I’m so glad your son has found someone to love and understand him. One of my children (not Aspergers, but with depression and social anxiety) also has a wonderful partner who is so patient and accepting and gentle with him. I’m learning from her as well. Thanks so much for sharing your story x
Uhhh… Hi Grommit.Terribly sorry about the mess, eh chap? Now I feel a little guilty. But You’re so right. Oh, the arrogance is terrible. It really is. It reminds me of those old stores about royalty suddenly being thrust into living on the streets. Bit of a culture shock, eh?
And Oh, This one kinda hurts. But is that so bad? It’s healthy to vent. Heaven knows we do it alot. I know we don’t always understand one another. sometimes, we feel like we are off in some distant world you can’t reach I think you’ve figured this out, but sometimes… Nothing needs to be said. When you know everything about at person, what is there left to say?
And I really do enjoy reading these little tidbits, and the comments you leave. It warms my cold little heart. Even If I don’t leave a comment, I read most of it. Trust the stillness. Have faith in silence. Why can’t you hear it?
(also, I can never seem to find that pesky like button) Oh! there it is.

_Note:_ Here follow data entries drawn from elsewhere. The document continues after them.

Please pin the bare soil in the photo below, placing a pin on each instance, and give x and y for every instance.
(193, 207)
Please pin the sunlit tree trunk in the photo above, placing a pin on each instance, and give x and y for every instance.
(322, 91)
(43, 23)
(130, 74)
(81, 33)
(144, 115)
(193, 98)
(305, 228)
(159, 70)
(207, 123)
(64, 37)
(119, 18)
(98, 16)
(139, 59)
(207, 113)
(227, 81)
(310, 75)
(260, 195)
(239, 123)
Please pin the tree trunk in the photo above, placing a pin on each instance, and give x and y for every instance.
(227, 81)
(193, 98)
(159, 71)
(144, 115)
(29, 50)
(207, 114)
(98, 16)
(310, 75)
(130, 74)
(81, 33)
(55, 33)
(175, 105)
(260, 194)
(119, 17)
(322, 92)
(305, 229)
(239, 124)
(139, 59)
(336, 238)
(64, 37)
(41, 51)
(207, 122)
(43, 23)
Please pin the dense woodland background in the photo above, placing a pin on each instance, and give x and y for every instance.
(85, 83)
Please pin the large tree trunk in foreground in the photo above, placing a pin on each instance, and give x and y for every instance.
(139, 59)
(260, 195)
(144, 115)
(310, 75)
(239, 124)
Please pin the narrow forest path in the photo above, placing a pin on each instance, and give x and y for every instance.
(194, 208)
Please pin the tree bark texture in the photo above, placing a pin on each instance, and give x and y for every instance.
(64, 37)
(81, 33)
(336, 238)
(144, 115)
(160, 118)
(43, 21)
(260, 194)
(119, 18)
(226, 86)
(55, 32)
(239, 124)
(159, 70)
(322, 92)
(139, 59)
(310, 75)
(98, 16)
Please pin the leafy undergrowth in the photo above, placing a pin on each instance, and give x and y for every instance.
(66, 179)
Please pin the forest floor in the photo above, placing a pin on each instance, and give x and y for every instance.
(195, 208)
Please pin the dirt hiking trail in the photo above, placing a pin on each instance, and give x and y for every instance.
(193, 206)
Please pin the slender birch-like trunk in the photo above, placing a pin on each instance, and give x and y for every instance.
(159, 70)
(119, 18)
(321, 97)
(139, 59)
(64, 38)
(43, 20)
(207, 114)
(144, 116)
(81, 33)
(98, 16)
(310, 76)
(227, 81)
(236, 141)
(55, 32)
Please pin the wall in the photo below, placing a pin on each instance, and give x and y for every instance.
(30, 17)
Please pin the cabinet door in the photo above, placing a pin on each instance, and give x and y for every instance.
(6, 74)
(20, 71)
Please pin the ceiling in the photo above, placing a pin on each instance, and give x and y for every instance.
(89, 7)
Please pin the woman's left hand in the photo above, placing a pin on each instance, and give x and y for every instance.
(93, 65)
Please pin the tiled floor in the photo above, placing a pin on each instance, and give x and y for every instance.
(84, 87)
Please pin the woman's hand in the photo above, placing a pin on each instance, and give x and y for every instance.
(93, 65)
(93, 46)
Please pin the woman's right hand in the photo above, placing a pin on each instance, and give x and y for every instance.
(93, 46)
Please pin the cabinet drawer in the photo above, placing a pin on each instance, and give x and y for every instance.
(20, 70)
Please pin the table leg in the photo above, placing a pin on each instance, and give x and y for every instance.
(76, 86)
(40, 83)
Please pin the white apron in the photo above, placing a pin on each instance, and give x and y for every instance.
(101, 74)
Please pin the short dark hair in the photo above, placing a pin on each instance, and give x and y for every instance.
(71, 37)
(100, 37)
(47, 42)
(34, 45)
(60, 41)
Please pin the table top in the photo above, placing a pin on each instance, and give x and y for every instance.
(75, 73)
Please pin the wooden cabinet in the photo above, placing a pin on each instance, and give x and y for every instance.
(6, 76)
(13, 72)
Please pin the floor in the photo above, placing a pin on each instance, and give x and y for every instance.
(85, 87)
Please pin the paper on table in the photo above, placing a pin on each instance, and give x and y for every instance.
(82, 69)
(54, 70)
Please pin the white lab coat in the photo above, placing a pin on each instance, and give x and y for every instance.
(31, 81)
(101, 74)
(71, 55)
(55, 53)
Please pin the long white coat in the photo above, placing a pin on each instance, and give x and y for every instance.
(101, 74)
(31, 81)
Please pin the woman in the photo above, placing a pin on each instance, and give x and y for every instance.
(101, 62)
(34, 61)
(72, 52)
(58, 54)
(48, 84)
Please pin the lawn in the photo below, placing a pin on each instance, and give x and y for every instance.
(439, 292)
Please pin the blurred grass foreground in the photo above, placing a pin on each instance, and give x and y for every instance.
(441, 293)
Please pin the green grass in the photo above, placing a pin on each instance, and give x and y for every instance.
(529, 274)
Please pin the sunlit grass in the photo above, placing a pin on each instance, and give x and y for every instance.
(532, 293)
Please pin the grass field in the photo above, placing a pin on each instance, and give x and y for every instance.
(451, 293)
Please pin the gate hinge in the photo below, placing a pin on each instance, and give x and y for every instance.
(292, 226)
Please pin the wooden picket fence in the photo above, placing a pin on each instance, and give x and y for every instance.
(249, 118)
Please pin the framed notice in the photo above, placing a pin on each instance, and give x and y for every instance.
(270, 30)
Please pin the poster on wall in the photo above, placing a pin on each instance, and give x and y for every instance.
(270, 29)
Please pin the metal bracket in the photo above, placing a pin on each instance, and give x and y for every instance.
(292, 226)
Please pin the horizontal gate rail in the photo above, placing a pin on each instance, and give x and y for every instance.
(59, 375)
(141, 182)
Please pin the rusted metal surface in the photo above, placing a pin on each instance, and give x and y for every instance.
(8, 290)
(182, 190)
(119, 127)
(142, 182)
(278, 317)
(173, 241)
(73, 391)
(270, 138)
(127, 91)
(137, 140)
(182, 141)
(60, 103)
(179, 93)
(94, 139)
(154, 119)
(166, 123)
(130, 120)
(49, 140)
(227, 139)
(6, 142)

Also, I am sorry to admit that I’ve acted differently (colder, less like a person?) because People on the internet filled my head with thoughts of grandeur and purpose. Raise the consciousness? teach the world? I’m just little old me. And I think I’m okay with that. After all, Cheese, Grommit! Toasted Cheese!
I’m learning – I really am. ‘Trust the stillness. Have faith in the silence.’ Oh I so love that, Sage. And you’re dead right. Yeah, maybe I need to vent too, just occasionally. You see Grommit is normally mute…
I’ve no idea where the analogy came from – just appeared randomly in my head as I was writing the post! I think it’s good not to take ourselves too seriously, though, so I’ll trot off and grab the Wensleydale Cheese, and a few crackers.
Thanks so much for your brilliant comment. It made me laugh so much and yes, your comments warm my heart too. It’s a real delight to know you.
I really like your perspective and description. One of the things that has made all the difference for my sensitive son, has been having healing work done on him and me. And also, talking with him about how to work with energy and teach him about his emotions. So much of what he felt when he was little, were not his emotions; he picked them up from everyone around him, believing they were his own. He’s doing so much better lately.